My first international competitions, Tran-Tasman events in the NZ U21 team in 2009-2011, produced some pretty decent results going undefeated in 2010 & 2011. However, the three world competitions following that (U23’s 2012, World Uni’s 2013 & U23’s 2014) I fell short of the goals I set for myself and likely those of the selectors. These performances combined with performances that didn’t exactly light the world on fire at our National Champs had the national rowing selectors saying five months ago that they believed “I had reached my potential”. Listening to this wasn’t exactly music to the ears and made a fair dent in the old confidence. In deciding whether to accept that as my fate, it was looking back at the performances I would put down and back up day after day in training, plus the speed I have produced in mid-season racing that gave me the faith that I had a lot more to give to this sport yet. I just had to learn how to make the magic happen when I counted.
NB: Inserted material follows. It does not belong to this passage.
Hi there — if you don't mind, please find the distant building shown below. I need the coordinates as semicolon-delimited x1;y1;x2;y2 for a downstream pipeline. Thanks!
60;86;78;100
Well turns out the work I have been doing with the mind doctor has made a big difference in unlocking that magic. If you’ve watched my race (Youtube version here) you will have seen the Hungarian sculler had over 3 lengths on me heading into the last 500m. In rowing just having a single length is a big lead and potentially enough to have made me ‘break’ in the past. The difference this time was that I wasn’t just aware but had also accepted that whatever was going on in the lanes either side of me, it only had the power to influence my performance if I let it. The experience of the whole regatta had me come away with a profound lesson that I have heard a number of times but only now been able to accept as I have been so caught up in personal mind games. The lesson: bar underperforming (which I have done my fair share of), the result of a race is decided before we even reach the starting gates. When executing our best performance (racing) our training enables us to hit that speed while also restricting us at it. Those who are game, go faster….before their legs seize up with lactate in the third 500m (The greatest fear of any rower).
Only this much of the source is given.